Katya flinched like he'd hit her.
Aleksei stopped in front of her chair. His nostrils flared. His eyes, those cold steel-blue eyes she'd known since childhood, widened slightly.
He could smell it. Smell *him* on her.
"You reek of another Alpha ." Aleksei's voice shook with barely controlled rage. "I can smell him all over you. On your skin. In your hair." He leaned down, his face inches from hers. "You let someone else touch you. The night before our wedding."
"Aleksei, please-" Tears burned behind Katya's eyes, but she refused to let them fall. "I didn't know what was happening. Someone drugged me, and I got lost, and-"
"I don't care." He straightened, his hands clenched into fists at his sides. "I don't care if you were drugged or drunk or possessed by the moon goddess herself. You're *ruined*, Katerina. Ruined."

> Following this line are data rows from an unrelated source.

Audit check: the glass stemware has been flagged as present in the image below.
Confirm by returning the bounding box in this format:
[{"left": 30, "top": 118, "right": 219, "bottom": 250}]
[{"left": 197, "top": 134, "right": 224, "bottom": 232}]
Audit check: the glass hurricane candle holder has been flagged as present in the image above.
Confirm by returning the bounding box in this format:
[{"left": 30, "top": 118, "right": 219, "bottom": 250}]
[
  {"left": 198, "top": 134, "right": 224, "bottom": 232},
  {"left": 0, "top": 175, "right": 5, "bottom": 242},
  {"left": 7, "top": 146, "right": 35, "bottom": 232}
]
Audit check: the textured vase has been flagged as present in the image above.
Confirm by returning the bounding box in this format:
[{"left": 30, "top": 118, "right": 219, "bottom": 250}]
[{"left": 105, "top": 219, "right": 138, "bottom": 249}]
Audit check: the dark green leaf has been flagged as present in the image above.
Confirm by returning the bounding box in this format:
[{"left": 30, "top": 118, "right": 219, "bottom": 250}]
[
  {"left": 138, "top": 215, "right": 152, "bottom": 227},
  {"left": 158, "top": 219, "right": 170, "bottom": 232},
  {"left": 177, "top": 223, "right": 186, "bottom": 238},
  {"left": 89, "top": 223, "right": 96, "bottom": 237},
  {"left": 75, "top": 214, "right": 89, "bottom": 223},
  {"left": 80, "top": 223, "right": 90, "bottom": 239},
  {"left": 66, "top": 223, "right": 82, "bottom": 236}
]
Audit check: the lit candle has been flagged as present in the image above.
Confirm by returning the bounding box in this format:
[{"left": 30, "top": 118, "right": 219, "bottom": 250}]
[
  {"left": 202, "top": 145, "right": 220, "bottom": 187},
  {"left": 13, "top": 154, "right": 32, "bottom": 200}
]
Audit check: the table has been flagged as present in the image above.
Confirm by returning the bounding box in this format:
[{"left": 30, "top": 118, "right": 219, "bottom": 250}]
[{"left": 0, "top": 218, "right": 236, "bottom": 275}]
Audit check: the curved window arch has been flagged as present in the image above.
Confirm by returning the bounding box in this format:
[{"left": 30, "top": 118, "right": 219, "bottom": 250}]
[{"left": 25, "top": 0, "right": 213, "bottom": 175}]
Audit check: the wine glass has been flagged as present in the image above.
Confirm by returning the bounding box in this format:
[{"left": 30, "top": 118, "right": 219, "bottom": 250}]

The word hit her like a physical blow.
"I won't have a whore as my Luna," Aleksei continued, his voice cold now. Detached. "I won't bind myself to a woman who couldn't even make it to her wedding night without betraying me."
"I didn't betray you," Katya said, her voice breaking. "We're not even mated yet. We're not-"
"We're nothing now." Aleksei looked at her father. "The wedding is off. Tell the packs whatever you want. I don't care. But I won't marry her."
Katya's father said nothing. Did nothing. Just stood there with his jaw clenched and his eyes hard.
Her mother looked away.
No one defended her. No one asked what really happened. No one cared that she'd been drugged and left alone and taken advantage of by a man whose name she didn't even know.
They just cared that she'd ruined their political alliance.
"Come," Aleksei said, walking toward the door. "You'll face the pack. Tell them yourself."
Katya's stomach dropped. "No. Please-"
"Now, Katerina."
It wasn't a request.
Katya stood on shaking legs and followed him out of the room. Her mother walked behind her, a silent guard making sure she didn't run.
The main hall was still full of wolves. Some were sleeping in chairs. Others were drinking coffee and picking at leftover food. A few were dancing to music that had turned slow and tired.
They all stopped when Aleksei walked in with Katya behind him.
The whispers started immediately.
Aleksei climbed the steps to the raised platform where the pack leaders sat during ceremonies. He didn't wait for permission. Didn't ask for silence.
He just spoke.
"The wedding is off," he announced, his voice carrying across the hall. "Katerina Morozova is no longer my intended mate. Our packs will not unite."
Shocked silence. Then chaos.
Wolves stood up, talking over each other. Her father's allies looked furious. Aleksei's family looked confused. Everyone else just looked *interested* like this was the most entertaining thing to happen all night.
Someone asked, "Why? What happened?"
Aleksei didn't answer. He didn't have to.
One look at Katya's torn dress, messy hair, marked skin told them everything.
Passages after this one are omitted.